Episode 2: An Unwelcome Guest!
& “ECHOES FROM ESSEX”
May 30th – September 20th 2020

We are excited to announce that today, for the first time, we are joining forces with Chelmsford Civic Theatre for the beginning of our “Echoes from Essex” Lockdown Festival. Running throughout the summer, it will be celebrating outstanding women in STEAMM (Science, Technology, Engineering, Arts, Maths & Medicine) from Essex past and present as part of ESSEX 2020.

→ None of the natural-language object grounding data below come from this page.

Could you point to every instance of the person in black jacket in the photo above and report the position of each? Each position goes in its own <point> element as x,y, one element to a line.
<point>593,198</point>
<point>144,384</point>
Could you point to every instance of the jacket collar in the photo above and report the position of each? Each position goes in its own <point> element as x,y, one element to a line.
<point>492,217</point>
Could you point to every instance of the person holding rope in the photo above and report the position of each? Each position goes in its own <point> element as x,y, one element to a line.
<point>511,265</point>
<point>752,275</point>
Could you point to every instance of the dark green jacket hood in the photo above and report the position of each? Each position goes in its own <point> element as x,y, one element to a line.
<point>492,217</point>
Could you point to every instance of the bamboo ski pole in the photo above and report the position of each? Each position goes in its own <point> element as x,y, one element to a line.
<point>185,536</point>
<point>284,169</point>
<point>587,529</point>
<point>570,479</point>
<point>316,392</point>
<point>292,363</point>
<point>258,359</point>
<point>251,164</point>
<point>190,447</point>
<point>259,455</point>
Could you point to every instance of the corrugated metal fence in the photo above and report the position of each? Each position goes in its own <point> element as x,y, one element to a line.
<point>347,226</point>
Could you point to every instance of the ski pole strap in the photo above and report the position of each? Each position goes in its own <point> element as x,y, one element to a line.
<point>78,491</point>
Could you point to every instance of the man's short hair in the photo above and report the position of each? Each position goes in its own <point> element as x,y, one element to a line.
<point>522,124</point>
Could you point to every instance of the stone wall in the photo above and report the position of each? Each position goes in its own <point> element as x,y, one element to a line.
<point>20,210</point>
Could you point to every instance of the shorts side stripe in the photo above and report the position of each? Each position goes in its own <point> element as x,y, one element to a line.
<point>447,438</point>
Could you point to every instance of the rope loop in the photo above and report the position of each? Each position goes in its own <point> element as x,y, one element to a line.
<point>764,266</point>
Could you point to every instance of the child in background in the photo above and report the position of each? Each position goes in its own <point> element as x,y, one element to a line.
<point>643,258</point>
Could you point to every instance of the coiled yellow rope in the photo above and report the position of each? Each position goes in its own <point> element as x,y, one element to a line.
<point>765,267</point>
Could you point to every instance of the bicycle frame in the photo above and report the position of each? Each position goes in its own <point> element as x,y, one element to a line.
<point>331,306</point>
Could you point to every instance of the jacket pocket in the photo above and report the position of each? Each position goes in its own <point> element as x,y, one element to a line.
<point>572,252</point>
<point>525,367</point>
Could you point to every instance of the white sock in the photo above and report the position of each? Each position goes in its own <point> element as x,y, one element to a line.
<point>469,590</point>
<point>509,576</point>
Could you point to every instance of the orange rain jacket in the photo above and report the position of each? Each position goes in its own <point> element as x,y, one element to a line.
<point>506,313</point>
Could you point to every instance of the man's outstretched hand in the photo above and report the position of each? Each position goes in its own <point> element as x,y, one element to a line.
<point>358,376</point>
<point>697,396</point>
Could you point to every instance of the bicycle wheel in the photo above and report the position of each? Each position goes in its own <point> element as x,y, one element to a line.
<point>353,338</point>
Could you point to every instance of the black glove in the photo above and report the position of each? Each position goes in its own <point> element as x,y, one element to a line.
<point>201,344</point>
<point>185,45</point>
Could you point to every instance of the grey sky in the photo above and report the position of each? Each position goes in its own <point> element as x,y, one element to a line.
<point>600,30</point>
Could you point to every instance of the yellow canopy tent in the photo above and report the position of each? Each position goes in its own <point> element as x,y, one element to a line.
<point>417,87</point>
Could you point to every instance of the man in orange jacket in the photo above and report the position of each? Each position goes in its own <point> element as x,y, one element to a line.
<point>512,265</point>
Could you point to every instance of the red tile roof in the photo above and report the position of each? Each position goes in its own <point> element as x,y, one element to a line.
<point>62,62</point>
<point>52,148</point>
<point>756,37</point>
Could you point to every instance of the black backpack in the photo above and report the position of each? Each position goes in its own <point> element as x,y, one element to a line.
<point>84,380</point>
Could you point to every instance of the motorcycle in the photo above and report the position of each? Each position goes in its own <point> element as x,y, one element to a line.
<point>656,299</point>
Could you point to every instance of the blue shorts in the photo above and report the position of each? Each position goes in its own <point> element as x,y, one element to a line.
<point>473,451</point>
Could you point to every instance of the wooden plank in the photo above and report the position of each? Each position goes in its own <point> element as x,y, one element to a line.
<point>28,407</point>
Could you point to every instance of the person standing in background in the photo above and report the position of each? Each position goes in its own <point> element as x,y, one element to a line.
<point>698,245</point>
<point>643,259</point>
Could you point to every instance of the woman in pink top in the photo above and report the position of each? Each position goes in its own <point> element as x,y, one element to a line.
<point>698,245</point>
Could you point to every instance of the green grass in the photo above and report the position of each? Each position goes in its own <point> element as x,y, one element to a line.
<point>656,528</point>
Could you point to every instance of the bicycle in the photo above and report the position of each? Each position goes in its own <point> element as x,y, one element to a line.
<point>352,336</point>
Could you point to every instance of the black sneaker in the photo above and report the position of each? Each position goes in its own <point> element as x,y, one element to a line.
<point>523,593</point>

More details will be released over the coming weeks, so get ready to embark on a whirlwind of PODCASTS; SINGING & SCIENCE WORKSHOPS; LIVE DISCUSSIONS with SCIENTISTS, ENGINEERS and COMPOSERS; and INCREDIBLE NEW ART WORKS, all intertwined with MUSIC made by, with and for ESSEX WOMEN, who have been busy BREAKING THE MOULD.

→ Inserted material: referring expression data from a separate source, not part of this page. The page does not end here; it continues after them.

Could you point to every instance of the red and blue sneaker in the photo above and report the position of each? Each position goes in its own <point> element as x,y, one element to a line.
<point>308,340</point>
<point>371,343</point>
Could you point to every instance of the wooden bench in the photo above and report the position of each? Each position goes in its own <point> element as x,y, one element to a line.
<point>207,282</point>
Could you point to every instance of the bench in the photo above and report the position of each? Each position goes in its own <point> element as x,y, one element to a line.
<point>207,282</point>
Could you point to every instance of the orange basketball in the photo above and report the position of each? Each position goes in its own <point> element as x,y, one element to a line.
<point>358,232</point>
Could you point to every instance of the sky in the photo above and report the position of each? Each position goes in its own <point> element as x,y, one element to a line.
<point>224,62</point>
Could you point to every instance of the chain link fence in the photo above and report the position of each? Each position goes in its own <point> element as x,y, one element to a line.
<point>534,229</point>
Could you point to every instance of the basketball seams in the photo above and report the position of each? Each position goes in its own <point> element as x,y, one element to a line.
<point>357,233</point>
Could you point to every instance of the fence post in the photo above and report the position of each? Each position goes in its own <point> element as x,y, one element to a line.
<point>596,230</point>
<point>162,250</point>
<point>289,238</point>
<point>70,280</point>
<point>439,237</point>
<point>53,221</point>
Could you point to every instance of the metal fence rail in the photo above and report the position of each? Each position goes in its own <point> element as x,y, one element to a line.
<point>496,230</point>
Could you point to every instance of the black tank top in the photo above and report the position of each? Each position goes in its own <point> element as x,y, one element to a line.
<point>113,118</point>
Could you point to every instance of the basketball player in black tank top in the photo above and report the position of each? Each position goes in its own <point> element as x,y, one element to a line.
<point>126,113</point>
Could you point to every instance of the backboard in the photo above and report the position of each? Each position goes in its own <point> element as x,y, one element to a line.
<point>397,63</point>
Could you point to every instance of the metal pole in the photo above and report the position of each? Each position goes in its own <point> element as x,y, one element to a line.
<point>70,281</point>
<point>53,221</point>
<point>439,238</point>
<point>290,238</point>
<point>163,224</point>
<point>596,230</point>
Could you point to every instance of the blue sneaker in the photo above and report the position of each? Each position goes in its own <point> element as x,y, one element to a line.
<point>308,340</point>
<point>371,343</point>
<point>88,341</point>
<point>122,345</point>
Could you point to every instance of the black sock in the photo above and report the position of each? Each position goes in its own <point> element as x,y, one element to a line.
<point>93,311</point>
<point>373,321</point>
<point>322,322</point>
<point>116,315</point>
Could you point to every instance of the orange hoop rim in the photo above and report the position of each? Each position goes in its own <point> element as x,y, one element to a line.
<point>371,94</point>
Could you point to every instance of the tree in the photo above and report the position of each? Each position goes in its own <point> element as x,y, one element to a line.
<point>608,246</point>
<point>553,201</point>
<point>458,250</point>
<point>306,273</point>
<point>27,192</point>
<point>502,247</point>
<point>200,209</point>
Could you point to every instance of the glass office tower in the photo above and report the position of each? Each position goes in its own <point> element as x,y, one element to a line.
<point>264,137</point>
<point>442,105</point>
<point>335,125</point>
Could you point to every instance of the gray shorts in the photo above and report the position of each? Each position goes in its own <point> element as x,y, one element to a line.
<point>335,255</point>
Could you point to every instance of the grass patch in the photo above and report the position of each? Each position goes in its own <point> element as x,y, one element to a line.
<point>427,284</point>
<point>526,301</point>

Meanwhile we begin, appropriately, with a celebration of a dazzling event involving an Essex celebrity from the C17th in our PODCAST SERIES: “Women of Science & Music: 30 celebrations”

Episode 2: An Unwelcome Guest!

press the blue arrow below to listen

On May 30th 1667, Margaret Cavendish paid an extraordinary visit to London’s Royal Society. Ostensibly the focus of the day was her invitation to view some experiments by their most illustrious fellows, especially the microscopist Robert Hooke. But like the diarist Samuel Pepys, many of the Fellows and the crowds in the streets turned up to ogle Cavendish herself. A notorious celebrity, she was renowned for her outrageous clothes, make-up and behaviour – to say nothing of her poems and controversial scientific publications. This ESSEX WOMAN liked to stand out from the crowd.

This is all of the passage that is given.